Bristol-based sports media giant ESPN has announced major layoffs. The company said the cuts are linked to changes in how fans want to watch sports.
These cuts, expected to be around 100 staff, are particularly high profile because they involve well known names on air; anchors, analysts, reporters and play-by-play announcers.
Among those who confirmed Wednesday they’ve been let go are NFL reporter Ed Werder, radio host Danny Kanell, Dana O’Neill who covers college basketball, and hockey reporter Scott Burnside.
The number of cable subscribers to ESPN, always its mainstay, has dropped by more than ten percent in the last three years, as fans migrate to digital and mobile content. The company said it wants to respond to that shift by putting more resources into its digital strategy.
The company declined requests for comment, but published a message from president John Skipper on its website.
In it he says to employees, "a necessary component of managing change involves constantly evaluating how we best utilize all of our resources, and that sometimes involves difficult decisions.
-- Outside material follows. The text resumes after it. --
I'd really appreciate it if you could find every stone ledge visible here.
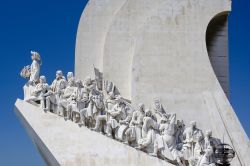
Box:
[14,99,172,166]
Our content strategy – primarily illustrated in recent months by melding distinct, personality-driven SportsCenter TV editions and digital-only efforts with our biggest sub-brand – still needs to go further, faster… and as always, must be efficient and nimble."
Author James Andrew Miller wrote a best-selling book on ESPN. He said he's hearing a lot of surprise from within the company and from fans about the people who are being let go.
But he's not sure if ultimately there's a big downside for ESPN.
"I don't think they're going to march with pitchforks on Bristol," he told WNPR. "Some fans are going to be upset. Whether or not they decide to stop watching ESPN or stop connecting with ESPN online I think is probably much more of a remote possibility."
The network last made major layoffs in 2015, when it axed 300 positions, mostly back room staff.
Any elimination of jobs in Bristol causes raised eyebrows in Hartford because of state incentives that ESPN has received under the First Five program.
The company recently testified in a public hearing that it’s actually increased employment in the state, but the types of jobs it needs to fill are changing.